Great Eastern

Le créateur du navire, Isambard Kingdom Brunel, avait déjà fait ses preuves en construisant des ponts et des chemins de fer lorsqu’il avait eu l’idée de construire une cité flottante qui relierait Londres au reste du monde. A cette époque, les architectes navals avaient déjà conçu et fabriqué des vaisseaux de ligne d’un tirant de 3 000 tonnes. Mais le Great Eastern de Brunel les laissait loin derrière. Avec son tirant d’eau estimé à 100 000 tonnes, il pouvait faire rougir de honte tout ce qui flottait. Dix énormes chaudières alimentées par 115 fournaises activaient deux roues à aubes de 10 mètres et un propulseur d’appoint de 7 mètres. La fumée s’échappait par cinq cheminées. Le Great Eastern avait un matériel auxiliaire qui aurait pu équiper une petite armada – dont deux ancres de cinq tonnes chacune, six mâts immenses et son propre générateur de gaz.
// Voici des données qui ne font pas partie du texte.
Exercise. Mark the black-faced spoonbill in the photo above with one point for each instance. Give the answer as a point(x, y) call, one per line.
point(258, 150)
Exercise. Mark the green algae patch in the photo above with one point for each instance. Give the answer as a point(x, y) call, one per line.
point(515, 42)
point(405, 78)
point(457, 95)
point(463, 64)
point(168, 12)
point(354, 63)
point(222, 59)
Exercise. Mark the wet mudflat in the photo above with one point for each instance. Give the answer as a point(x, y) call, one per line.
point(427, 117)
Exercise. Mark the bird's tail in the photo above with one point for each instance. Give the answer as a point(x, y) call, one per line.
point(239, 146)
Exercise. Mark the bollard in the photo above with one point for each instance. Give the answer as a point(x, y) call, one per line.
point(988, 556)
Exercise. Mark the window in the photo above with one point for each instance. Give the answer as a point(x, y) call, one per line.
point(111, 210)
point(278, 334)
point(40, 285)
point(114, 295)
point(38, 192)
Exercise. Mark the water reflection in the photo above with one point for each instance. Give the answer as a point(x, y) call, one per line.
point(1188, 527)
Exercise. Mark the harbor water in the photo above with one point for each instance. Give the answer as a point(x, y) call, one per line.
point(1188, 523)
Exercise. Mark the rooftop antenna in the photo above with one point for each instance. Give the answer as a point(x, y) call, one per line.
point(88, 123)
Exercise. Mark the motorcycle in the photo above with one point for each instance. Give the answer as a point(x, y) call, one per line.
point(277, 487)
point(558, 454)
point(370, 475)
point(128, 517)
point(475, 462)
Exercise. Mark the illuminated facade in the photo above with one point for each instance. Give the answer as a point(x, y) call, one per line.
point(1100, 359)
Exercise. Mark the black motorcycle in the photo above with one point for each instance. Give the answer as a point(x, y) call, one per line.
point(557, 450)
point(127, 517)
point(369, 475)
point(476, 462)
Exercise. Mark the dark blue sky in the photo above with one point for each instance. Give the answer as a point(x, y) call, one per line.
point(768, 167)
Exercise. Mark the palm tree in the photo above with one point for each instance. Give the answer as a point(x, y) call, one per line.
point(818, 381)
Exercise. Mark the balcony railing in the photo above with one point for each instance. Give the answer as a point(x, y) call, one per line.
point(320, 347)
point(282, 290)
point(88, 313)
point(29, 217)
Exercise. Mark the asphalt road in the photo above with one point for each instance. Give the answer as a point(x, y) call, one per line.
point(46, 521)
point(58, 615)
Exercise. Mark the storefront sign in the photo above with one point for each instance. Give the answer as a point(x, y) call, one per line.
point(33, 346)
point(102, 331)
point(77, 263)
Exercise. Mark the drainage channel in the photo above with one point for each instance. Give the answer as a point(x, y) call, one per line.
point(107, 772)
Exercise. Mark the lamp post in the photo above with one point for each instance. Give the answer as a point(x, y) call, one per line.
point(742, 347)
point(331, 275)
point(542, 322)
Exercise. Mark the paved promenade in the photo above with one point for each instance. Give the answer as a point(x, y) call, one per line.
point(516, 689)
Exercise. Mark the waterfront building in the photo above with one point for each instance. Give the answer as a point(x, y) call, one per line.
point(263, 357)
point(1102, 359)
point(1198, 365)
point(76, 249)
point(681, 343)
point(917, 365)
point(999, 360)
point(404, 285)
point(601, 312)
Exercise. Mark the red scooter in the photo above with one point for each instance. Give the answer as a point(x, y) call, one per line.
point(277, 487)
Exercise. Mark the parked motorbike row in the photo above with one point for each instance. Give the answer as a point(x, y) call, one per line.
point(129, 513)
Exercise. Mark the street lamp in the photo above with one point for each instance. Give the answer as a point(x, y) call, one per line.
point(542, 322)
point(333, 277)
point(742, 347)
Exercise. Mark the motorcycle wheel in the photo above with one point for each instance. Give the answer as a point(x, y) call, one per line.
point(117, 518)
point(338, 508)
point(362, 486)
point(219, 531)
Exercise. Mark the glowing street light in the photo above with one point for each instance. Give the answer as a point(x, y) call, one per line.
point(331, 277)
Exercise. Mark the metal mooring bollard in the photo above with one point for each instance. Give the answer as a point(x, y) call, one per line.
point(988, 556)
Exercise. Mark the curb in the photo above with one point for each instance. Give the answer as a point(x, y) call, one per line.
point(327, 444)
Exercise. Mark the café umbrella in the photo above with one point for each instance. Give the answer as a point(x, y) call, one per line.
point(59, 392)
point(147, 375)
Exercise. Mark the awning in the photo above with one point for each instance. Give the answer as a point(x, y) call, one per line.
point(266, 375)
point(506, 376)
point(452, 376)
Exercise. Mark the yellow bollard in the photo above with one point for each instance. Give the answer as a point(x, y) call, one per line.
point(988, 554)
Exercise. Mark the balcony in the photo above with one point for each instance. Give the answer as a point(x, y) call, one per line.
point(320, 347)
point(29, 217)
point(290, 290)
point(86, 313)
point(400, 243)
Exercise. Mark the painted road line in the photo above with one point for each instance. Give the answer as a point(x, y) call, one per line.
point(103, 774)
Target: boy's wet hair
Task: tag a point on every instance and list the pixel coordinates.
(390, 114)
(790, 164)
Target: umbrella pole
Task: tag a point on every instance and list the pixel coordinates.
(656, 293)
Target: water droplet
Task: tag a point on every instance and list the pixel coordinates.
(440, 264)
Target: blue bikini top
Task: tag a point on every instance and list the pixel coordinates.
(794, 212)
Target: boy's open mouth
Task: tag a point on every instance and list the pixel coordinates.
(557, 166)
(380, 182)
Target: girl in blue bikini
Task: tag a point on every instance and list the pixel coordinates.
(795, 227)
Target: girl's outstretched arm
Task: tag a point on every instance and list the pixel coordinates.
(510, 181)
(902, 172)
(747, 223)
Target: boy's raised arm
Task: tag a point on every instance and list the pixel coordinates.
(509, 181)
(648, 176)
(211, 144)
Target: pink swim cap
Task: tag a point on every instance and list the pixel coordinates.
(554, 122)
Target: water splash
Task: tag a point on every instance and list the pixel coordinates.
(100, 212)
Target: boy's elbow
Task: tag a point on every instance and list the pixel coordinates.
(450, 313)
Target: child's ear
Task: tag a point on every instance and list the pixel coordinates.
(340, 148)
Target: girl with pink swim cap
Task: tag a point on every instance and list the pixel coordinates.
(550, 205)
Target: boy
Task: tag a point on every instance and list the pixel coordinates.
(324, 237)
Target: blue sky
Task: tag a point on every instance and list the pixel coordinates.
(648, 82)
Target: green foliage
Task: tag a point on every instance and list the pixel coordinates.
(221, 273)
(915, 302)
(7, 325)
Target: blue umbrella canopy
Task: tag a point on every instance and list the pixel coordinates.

Il n’empêche : il était hanté. Lors du repas donné pour son lancement, Brunel avait invité tous les ouvriers qui avaient participé à sa construction et un seul manquait à la fête, un charpentier qui avait travaillé à la cloison double de la cale.


Le baptême et le lancement du navire ne se déroulèrent pas comme prévu : le volume et le poids du navire firent se bloquer le mécanisme de lancement. Il n’aurait probablement jamais pu être lancé si une marée d’équinoxe ne l’avait fait flotter jusqu’à la Tamise. Pourtant, ce petit succès fut aussitôt suivi par la faillite de la compagnie de navigation de Brunel et par la mort de Brunel lui-même. Le jour de sa mort, le capitaine s’était plaint à son chef mécanicien d’avoir été dérangé dans son sommeil par des « coups venant d’en bas ».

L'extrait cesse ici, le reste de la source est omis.